Terlalu banyak jebakan Batman di hari ini. Kita ini salah satu bagian daripada itu, mendukung Jokowi tapi terus resek menuntut ini itu. Menganggap diri pendukung kritis. Lupa bahwa Jokowi itu sudah kritis tiap hari, sejak hari pertama menjabat.....

Satu-satunya jurus selamat Jokowi itu ya berlari-lari anjing. Ia tampak jinak, tapi siap menggigit. Ia tampak tak berdaya, tapi musuh juga tak berani-berani amat menyerang. Ia tampak gampang disetir, tapi sesungguhnya orang sangat bergantung pilihan kebijakannya. Ia adalah presiden di masa yang tidak mudah, dengan cita-cita tinggi yang pasti tak kalah susahnya....

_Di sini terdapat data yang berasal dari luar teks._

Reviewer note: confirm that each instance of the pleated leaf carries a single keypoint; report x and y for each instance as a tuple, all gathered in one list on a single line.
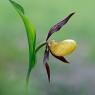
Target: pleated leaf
[(31, 35)]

Mari kita tonton saja akhir cerita ini. Percaya saja pada Jokowi-nya, gak usah terlalu hirau pada orang-orang di sekelilingnya. Apalagi partai pengusungnya. Apalagi selanjutnya tentu sama partai-partai pendukungnya. Berpikirlah dengan cara terbalik:

Jangan-jangan pendukung terbaik dirinya, justru musuh-musuhnya yang tetap tak pernah lelah menyalak itu. Itulah kenapa ia memilih bermain seperti (atau bahkan menjadi) anjing: ia ingin setia pada pilihan jalannya. Ia ingin memberikan yang terbaik di sisa jabatannya. Setelah itu ia mungkin ingin dilupakan, kembali balik asal jadi tukang kayu....

Berhentilah terus menteror dengan cara berpikir lugu itu. Jika bingung, ingat saja kata-kata mutiara anak mileneal ini:

Jangan perkeruh situasi, kecuali situ asu. Huh!